Merci, Monsieur le Maire.
M Philippe SÉGUIN. - C'est incroyable !
M. LE MAIRE DE PARIS. -Merci beaucoup, Monsieur SAUTTER. Ce problème de forme étant clarifié...
M. Philippe SÉGUIN. - Ce n'est pas un problème de forme !
(Mouvements divers dans l'hémicycle).
M. LE MAIRE DE PARIS. - Mes chers collègues, ne vous énervez pas !
M. Michel BULTÉ. - Vous ne respectez pas l'opposition !
M. LE MAIRE DE PARIS. - Une seconde, calmez-vous ! Je veux bien encore donner la parole à quelqu'un sur la forme, mais il faudrait que nous passions à l'examen de l'audit.
Je la donne un instant à M. LEGARET qui est pourtant le premier inscrit dans le débat général, vous voulez absolument parler avant moi brièvement ?
M. Jean-François LEGARET, maire du 1er arrondissement. - Pour un rappel au règlement, je me fonde sur l'article 7 du règlement. Lors de la dernière séance, j'ai demandé une vérification du quorum. Votre adjoint, M. CARESCHE, m'a fait observer que ce n'était pas dans la tradition et que le quorum est constaté en début de séance. Nous sommes en début de séance, le quorum est-il atteint ?
M. LE MAIRE DE PARIS. - Je crois qu'il est atteint.
M. Jean-François LEGARET, maire du 1er arrondissement. - Vérifions !
M. LE MAIRE DE PARIS. - Il n'y a pas de problème de légalité de notre Assemblée. Vous avez voulu faire une intervention de plus sur la forme, il n'y a aucun problème pour que nous puissions siéger légalement. C'est pourquoi, comme nous en avons le mandat, nous allons maintenant nous intéresser à la vie de Paris.
Mes chers collègues, j'aimerai bien que tout le monde s'écoute tranquillement, compte tenu du sujet. C'est valable pour les autres sujets mais celui-là le mérite particulièrement.
Chacun pourra parler très tranquillement.
M. Jean-François LEGARET, maire du 1er arrondissement. - Est-ce que le quorum est atteint ?

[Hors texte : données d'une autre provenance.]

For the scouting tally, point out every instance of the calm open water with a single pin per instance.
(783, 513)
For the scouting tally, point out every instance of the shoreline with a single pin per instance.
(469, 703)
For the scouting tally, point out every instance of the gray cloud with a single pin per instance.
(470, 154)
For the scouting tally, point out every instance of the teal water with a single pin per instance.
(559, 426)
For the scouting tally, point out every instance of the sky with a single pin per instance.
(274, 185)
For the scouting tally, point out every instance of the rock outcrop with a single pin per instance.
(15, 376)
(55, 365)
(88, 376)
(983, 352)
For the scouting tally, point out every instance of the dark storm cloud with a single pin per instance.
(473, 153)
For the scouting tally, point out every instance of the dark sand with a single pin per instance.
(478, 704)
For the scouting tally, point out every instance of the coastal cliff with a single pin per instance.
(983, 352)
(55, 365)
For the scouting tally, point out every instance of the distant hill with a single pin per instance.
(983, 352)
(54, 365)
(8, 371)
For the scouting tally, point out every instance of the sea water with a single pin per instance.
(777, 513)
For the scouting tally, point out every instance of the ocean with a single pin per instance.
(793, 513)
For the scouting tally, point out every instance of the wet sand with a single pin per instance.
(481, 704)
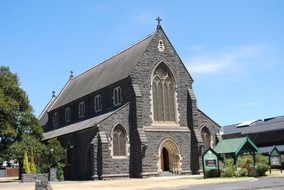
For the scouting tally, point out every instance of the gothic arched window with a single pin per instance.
(119, 141)
(206, 137)
(163, 93)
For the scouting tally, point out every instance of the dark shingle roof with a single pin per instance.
(271, 124)
(109, 71)
(43, 117)
(267, 149)
(88, 123)
(234, 145)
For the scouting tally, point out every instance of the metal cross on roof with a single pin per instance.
(71, 74)
(159, 20)
(53, 94)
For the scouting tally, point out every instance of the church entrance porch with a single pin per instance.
(169, 157)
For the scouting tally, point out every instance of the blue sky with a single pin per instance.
(234, 50)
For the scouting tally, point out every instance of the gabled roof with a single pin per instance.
(85, 124)
(268, 149)
(43, 117)
(108, 72)
(234, 146)
(258, 126)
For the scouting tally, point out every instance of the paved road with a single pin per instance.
(273, 183)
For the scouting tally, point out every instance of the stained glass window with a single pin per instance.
(163, 93)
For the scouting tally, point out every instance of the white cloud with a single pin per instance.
(230, 59)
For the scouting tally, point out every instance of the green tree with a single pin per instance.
(26, 164)
(20, 133)
(32, 165)
(16, 117)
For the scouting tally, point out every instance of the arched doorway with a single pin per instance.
(169, 157)
(165, 160)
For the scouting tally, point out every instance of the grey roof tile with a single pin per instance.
(76, 126)
(271, 124)
(108, 72)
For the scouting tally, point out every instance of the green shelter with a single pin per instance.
(232, 148)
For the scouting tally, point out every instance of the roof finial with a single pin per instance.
(71, 74)
(53, 94)
(159, 21)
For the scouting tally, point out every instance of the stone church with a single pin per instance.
(133, 115)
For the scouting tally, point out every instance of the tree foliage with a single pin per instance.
(17, 121)
(20, 133)
(26, 164)
(32, 165)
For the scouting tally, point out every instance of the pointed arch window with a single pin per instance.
(98, 103)
(67, 114)
(117, 99)
(119, 141)
(163, 93)
(206, 137)
(81, 109)
(55, 120)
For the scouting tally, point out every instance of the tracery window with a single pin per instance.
(117, 99)
(206, 137)
(163, 93)
(82, 109)
(67, 114)
(161, 45)
(119, 141)
(55, 119)
(98, 103)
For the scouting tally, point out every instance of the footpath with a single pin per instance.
(170, 182)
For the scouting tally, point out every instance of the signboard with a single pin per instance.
(210, 160)
(275, 161)
(211, 163)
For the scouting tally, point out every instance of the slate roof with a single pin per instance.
(78, 126)
(43, 117)
(108, 72)
(268, 149)
(259, 126)
(228, 146)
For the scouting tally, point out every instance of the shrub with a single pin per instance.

M. LE MAIRE DE PARIS. - Oui. Mais si, regardez, Monsieur LEGARET !
M. Jean-François LEGARET, maire du 1er arrondissement. - Constatez-le !
M. Jacques TOUBON. - C'est l'article 7.
M. LE MAIRE DE PARIS. - M. le Secrétaire général du Conseil va compter.
... 87, le quorum est atteint.
Mais j'en profite quand même pour demander que l'on fasse savoir à ceux qui sont dans les couloirs ou à la buvette que même si le quorum est atteint, je préférerais qu'il y ait plus de monde en séance. Cela s'applique aux deux côtés de l'Assemblée.
Mes chers collègues, vous savez que le quorum est atteint et qu'il y a aussi l'attention que les élus portent à leurs propres travaux et cela concerne les deux côtés.
(Réactions de désapprobation dans l'hémicycle).
Chers collègues, cela ne sert à rien de crier, quand on n'est pas dans la réalité, je vois un certain nombre d'élus qui s'occupent d'autre chose que ce pour quoi ils ont été conviés ce matin, à délibérer en fonction du mandat qu'ils ont reçu des Parisiens.
Un intervenant. - Ce n'est pas commencé !
M. LE MAIRE DE PARIS. - C'est commencé depuis un moment.